One uncomfortable caveat. This pattern is overkill for a team running three models, all internal, none of them touching customer decisions. For that team, a well-disciplined registry plus the habit of attaching PDFs to a ticket is probably enough, and adding an append-only event store is operational drag with no audit on the horizon. The pattern earns its weight when promotions are frequent, when models touch regulated decisions, or when the population of approvers exceeds the number of people who can keep the history in their heads. That is most BFSI and insurance platforms past their second year. It is not every team.

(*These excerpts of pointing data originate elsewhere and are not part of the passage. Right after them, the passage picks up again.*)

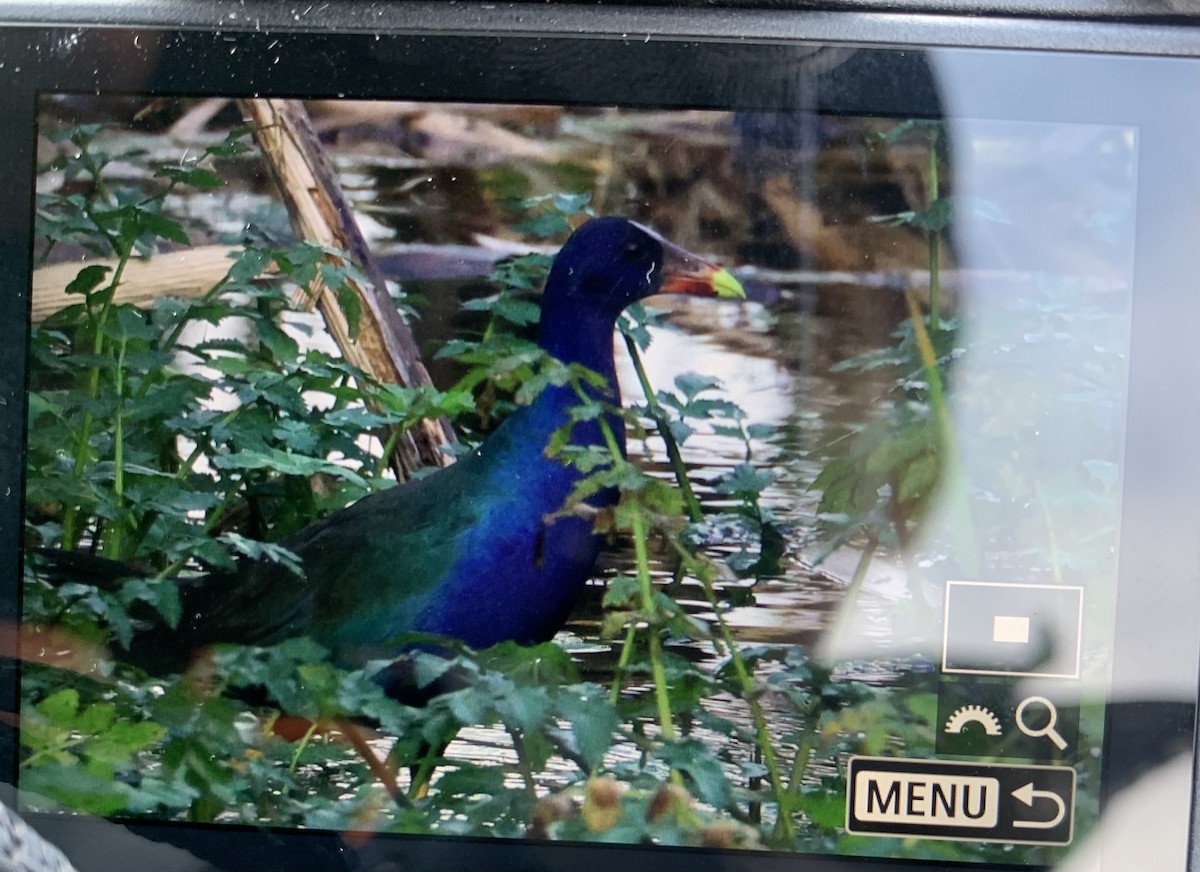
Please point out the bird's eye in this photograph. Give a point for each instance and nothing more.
(634, 248)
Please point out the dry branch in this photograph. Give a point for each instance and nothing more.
(189, 272)
(383, 347)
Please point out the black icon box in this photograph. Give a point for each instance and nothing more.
(993, 629)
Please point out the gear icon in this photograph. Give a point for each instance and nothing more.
(973, 714)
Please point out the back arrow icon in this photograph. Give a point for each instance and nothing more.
(1027, 794)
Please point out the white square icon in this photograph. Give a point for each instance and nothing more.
(1011, 629)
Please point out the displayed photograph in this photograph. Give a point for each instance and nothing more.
(743, 481)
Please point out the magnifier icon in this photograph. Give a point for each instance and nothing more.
(1048, 729)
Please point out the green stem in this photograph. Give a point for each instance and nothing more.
(627, 651)
(658, 669)
(113, 542)
(305, 740)
(639, 533)
(785, 828)
(71, 530)
(664, 426)
(934, 236)
(523, 765)
(964, 527)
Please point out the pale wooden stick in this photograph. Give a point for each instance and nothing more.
(384, 347)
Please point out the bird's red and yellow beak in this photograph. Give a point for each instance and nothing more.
(683, 272)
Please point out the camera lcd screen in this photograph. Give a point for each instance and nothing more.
(724, 477)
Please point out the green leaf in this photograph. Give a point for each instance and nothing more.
(60, 708)
(88, 278)
(77, 789)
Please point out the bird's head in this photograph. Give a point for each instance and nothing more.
(611, 263)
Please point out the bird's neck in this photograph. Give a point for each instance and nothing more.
(585, 337)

The other thing I will concede: building this correctly creates a new on-call surface. The promotion event writer is now on the critical path of every model going live. If it fails closed, you cannot promote. If it fails open, you have promotions without evidence, which is the worst of both worlds. Pick fail-closed, accept that you now have a freeze window when the evidence store is unhealthy, and budget for the incident the first time it happens. Most outages of this kind are paid for in advance, in the form of the design conversation you have before go-live rather than the one you have at 11pm during an audit week.

Before Your Next Promotion

Write down the six fields your promotion event will bind. Write down where that event will be stored, who owns the retention policy on it, and what the idempotency key is derived from. If that record does not exist independently of your registry, then your governance evidence is your registry – and the registry was not built to be evidence. It was built to be a catalogue. Those are different jobs. Audits are where you find out which one you actually have.